Get started with just one command!

```bash
pip install alayalite             # with pip
# or
uv pip install alayalite          # with uv (standalone)
uv add alayalite                  # in a uv-managed project
```



### In-memory index: quick start

```python
import numpy as np
from alayalite import Client

client = Client()
index = client.create_index("ann")
vectors = np.random.rand(1000, 128).astype(np.float32)
queries = np.random.rand(10, 128).astype(np.float32)
gt = calc_gt(vectors, queries, 10)

# Insert vectors to the index
index.fit(vectors)

# Perform batch search for the queries and retrieve top-10 results
result = index.batch_search(queries, 10)

# Compute the recall based on the search results and ground truth
recall = calc_recall(result, gt)
print(recall)
```

### Hybrid search in Collection: quick start

Use `Collection` when you want ANN results together with document IDs,
documents, and metadata filters.

```python
collection = client.create_collection("docs", indexed_fields=["category"])
collection.insert([
    ("doc-1", "Vector database overview", vectors[0], {"category": "database"}),
    ("doc-2", "Cooking notes", vectors[1], {"category": "life"}),
])

result = collection.hybrid_query(
    vectors=[vectors[0]],
    limit=1,
    metadata_filter={"category": "database"},
    ef_search=10,
)
print(result["id"][0])
```

### LASER on-disk index: quick start

For datasets that exceed RAM, the **LASER** on-disk Quantized Graph index keeps
hot data on SSD and only the search-time working set in memory.
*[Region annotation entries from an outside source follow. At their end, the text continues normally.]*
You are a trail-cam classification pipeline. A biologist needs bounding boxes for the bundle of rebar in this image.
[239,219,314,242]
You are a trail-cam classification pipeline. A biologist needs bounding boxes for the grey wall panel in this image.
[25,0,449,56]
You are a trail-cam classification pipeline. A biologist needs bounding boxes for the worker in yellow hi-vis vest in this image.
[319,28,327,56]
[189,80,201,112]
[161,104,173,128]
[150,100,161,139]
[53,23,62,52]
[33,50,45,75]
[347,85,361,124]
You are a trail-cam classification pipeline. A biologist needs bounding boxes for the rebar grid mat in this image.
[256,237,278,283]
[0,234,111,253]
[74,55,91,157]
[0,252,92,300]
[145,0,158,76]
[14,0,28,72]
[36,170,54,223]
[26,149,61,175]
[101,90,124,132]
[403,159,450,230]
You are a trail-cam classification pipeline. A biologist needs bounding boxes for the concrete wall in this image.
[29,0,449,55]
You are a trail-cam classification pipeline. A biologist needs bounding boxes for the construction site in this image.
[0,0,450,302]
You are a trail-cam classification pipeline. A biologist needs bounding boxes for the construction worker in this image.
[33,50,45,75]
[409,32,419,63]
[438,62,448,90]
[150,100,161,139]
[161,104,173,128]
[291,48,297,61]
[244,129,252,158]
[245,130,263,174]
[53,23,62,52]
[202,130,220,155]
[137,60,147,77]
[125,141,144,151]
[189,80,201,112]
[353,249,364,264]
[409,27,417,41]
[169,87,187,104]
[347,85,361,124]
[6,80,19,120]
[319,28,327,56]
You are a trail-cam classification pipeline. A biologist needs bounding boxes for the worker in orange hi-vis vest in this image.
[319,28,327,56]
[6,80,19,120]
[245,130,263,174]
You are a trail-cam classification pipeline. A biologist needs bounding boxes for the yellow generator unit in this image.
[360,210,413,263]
Vectors must be
`float32` with `raw_dim >= 128`; L2 is the only supported metric in v1.

LASER is available on Linux x86_64 (libaio backend, default), macOS
(thread-pool backend), and Windows x64 (IOCP backend). Platform notes:

- Linux x86_64 builds need `libaio` headers, for example
  `sudo apt-get install libaio-dev` on Debian/Ubuntu.
- macOS builds need OpenMP from Homebrew: `brew install libomp`.
- Windows x64 builds should run from a Visual Studio 2022 developer shell with
  the **Desktop development with C++** workload installed; MSVC provides the
  OpenMP runtime used by LASER.

See [LASER.md](https://github.com/AlayaDB-AI/AlayaLite/blob/main/docs/LASER.md) for build flags, tuning notes, and the
TOML-driven CLI.

LASER `Index.fit` pulls in PCA / k-means / progress-bar helpers (`scikit-learn`,
`faiss-cpu`, `tqdm`), which are declared as the `[laser]` extra so the base
install stays lean. Install them on top of the base wheel:

```bash
pip install "alayalite[laser]"
# or, with uv:
uv pip install "alayalite[laser]"
```

```python
import shutil
import time
import numpy as np
from sklearn.datasets import make_blobs
from alayalite.laser import BuildParams, Index
from alayalite.utils import calc_gt, calc_recall

# Smoke-scale demo (~10-20s end-to-end on a modern laptop). Tuning details,
# paper-aligned configs and the on-disk layout are covered in the LASER guide above.
output_dir = "/tmp/alaya_laser"
shutil.rmtree(output_dir, ignore_errors=True)

# Synthetic GMM clusters so ANN has structure to find; uniform-random vectors
# in 768-D would collapse recall (high-D distance concentration).
pts, _ = make_blobs(n_samples=10_100, n_features=768, centers=64,
                    cluster_std=0.35, random_state=42)
vectors = pts[:10_000].astype(np.float32)
queries = pts[10_000:].astype(np.float32)
gt = calc_gt(vectors, queries, 10)

idx = Index.fit(
    vectors,
    output_dir=output_dir,
    name="demo",
    build_params=BuildParams(main_dim=256, ep_num=20),
    seed=42,
    num_threads=0,
    dram_budget_gb=2.0,
)
idx.set_params(ef_search=200, num_threads=1, beam_width=16)

idx.batch_search(queries, 10)                       # warmup
t0 = time.perf_counter()
ids = idx.batch_search(queries, 10)
elapsed = time.perf_counter() - t0

print(f"Recall@10: {calc_recall(ids, gt):.3f}")
print(f"QPS:       {len(queries) / elapsed:.1f}  ({len(queries)} queries in {elapsed*1000:.1f} ms)")

# Reopen later without rebuilding:
# idx = Index.from_prefix("/tmp/alaya_laser/demo", dram_budget_gb=2.0)
```

LASER requires a LASER-enabled build. See the [LASER Guide](https://github.com/AlayaDB-AI/AlayaLite/blob/main/docs/LASER.md) for platform requirements and build options.

## Benchmark

AlayaLite ships two complementary index paths. The benchmarks below cover both.

### In-memory index vs. ANN-Benchmarks

We evaluate the in-memory path against other vector database systems using
[ANN-Benchmark](https://github.com/erikbern/ann-benchmarks) (compile locally and
open `-march=native` in your `CMakeLists.txt` to reproduce the results).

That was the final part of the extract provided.